There was Fela, slight, smiling but with no kindness in his eyes. Gradually the room filled. I was the only white face. There was a strong smell of hashish, but no one was smoking.

Fela didn’t so much rise from his couch as levitate. The only genuinely charismatic men I have ever met were Fela and the artist Joseph Beuys. He began to speak, fast, bending forward from the hips, wearing a patterned shirt open over a strangely concave torso. How did that little frame produce a voice that, like Bob Marley’s, sang redemption songs for the whole world? And how did he manage to blow his saxophones with so much force?

 What he said was a mixture of pidgin and Yoruba, strongly cadenced as if he were reciting an epic poem. I understood none of it. It reached some kind of climax and then one by one the others left the room.
 
I had about ten minutes alone with Fela, talking about mothers and fathers. He gave me a saxophone mouthpiece – hard Bakelite, with tooth marks – and then left without a goodbye. The journey back to my hotel was no slower, but somehow made more sense.

Fela Kuti would have been 80 today (15 October 2018). He was born Olufela Olusegun Oludoton Ransome-Kuti in Abeokuta, in the Nigerian south west. He was raised in an educated and deeply anti-colonial family.

Fela went off to London to study medicine, as two of his brothers were to do, but switched to music and went to Trinity College.

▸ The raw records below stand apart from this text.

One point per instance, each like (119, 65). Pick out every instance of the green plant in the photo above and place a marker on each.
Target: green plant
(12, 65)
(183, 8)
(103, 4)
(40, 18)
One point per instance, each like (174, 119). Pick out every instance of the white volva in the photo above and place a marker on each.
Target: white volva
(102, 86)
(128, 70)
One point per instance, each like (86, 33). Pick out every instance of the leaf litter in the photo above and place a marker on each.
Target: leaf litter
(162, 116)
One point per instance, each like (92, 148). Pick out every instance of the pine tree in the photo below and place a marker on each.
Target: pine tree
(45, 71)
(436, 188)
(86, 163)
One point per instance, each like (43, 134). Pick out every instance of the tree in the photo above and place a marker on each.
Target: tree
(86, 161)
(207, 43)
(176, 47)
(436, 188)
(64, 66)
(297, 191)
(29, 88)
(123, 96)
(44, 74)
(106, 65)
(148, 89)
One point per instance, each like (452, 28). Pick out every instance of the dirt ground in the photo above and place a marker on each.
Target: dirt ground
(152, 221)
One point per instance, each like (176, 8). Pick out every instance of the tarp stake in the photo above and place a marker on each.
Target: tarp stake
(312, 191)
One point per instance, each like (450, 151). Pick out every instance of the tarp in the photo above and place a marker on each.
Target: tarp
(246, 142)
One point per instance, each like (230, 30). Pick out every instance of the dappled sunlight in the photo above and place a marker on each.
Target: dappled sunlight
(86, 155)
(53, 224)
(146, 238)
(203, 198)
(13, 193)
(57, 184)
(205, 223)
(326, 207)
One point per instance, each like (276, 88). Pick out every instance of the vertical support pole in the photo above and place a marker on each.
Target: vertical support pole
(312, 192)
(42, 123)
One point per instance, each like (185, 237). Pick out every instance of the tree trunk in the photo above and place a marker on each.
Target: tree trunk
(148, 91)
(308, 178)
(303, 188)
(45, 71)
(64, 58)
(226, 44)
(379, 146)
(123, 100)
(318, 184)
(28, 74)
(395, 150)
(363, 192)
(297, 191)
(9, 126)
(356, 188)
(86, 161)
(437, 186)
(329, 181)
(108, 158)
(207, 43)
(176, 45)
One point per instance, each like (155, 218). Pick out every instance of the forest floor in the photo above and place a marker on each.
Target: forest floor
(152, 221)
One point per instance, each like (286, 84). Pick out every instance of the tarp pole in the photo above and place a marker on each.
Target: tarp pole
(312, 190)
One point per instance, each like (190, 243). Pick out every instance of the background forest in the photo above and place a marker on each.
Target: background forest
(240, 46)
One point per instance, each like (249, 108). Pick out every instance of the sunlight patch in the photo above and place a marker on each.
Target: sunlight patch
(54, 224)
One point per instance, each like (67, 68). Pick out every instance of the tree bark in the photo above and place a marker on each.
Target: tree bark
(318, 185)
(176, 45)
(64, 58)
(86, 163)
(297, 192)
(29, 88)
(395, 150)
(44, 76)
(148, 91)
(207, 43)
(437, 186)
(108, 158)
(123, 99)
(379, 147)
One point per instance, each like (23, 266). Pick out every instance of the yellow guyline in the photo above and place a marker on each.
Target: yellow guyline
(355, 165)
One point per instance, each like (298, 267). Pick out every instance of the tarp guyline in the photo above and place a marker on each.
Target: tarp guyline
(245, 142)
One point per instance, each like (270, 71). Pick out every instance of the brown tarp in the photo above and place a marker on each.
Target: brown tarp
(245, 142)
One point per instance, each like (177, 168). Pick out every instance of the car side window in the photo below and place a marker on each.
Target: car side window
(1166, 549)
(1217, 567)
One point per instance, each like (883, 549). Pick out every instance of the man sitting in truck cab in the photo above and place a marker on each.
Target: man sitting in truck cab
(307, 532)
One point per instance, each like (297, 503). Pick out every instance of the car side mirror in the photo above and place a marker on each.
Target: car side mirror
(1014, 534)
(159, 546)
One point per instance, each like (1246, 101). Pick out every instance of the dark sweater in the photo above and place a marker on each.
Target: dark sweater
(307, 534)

There are recordings of him in London playing a hybrid of jazz and highlife. But it was not until he had studied African music in Accra and spent an ear- and eye-opening 1969 in Los Angeles that he began to develop his distinctive sound and style of recording.

Fela did not so much make songs as whole albums. Beasts of No Nation (which plays in my house every day while supper is prepared) is a single LP-side of music, a dark chant over declamatory organ, saxophone and guitar, comparable in its darkness to Miles’s notorious Agharta and Pangaea albums.

Fela believed that his country was run by zombies. His paranoia was certainly fuelled by alcohol and drugs, but also by sustained trauma. A powerful brain began to turn in on itself, and his tragedy was that he began to believe his own legend and, all too literally, in magic. 
 
Having abandoned the Ransome name as “enslaving” and adopting the new middle name of Anikulapo (which is said to mean “he who has death in his pouch”) he turned his back on Western medicine, too. In 1997, his death was announced. His brother, who had served in government as a health minister, said that Fela died of AIDS. Some believe that this was propaganda, to highlight the HIV epidemic. It scarcely matters. Fela’s passing put the disease in the headlines.

More than a million people viewed his body, which seemed improbably tiny. He may have chanted "dem go worry me, worry me, worry worry worry worry" but like Marley and the great blues men, he made art out of pain and life out of a near constant contact with death. He would have been 80 today. Maybe even president.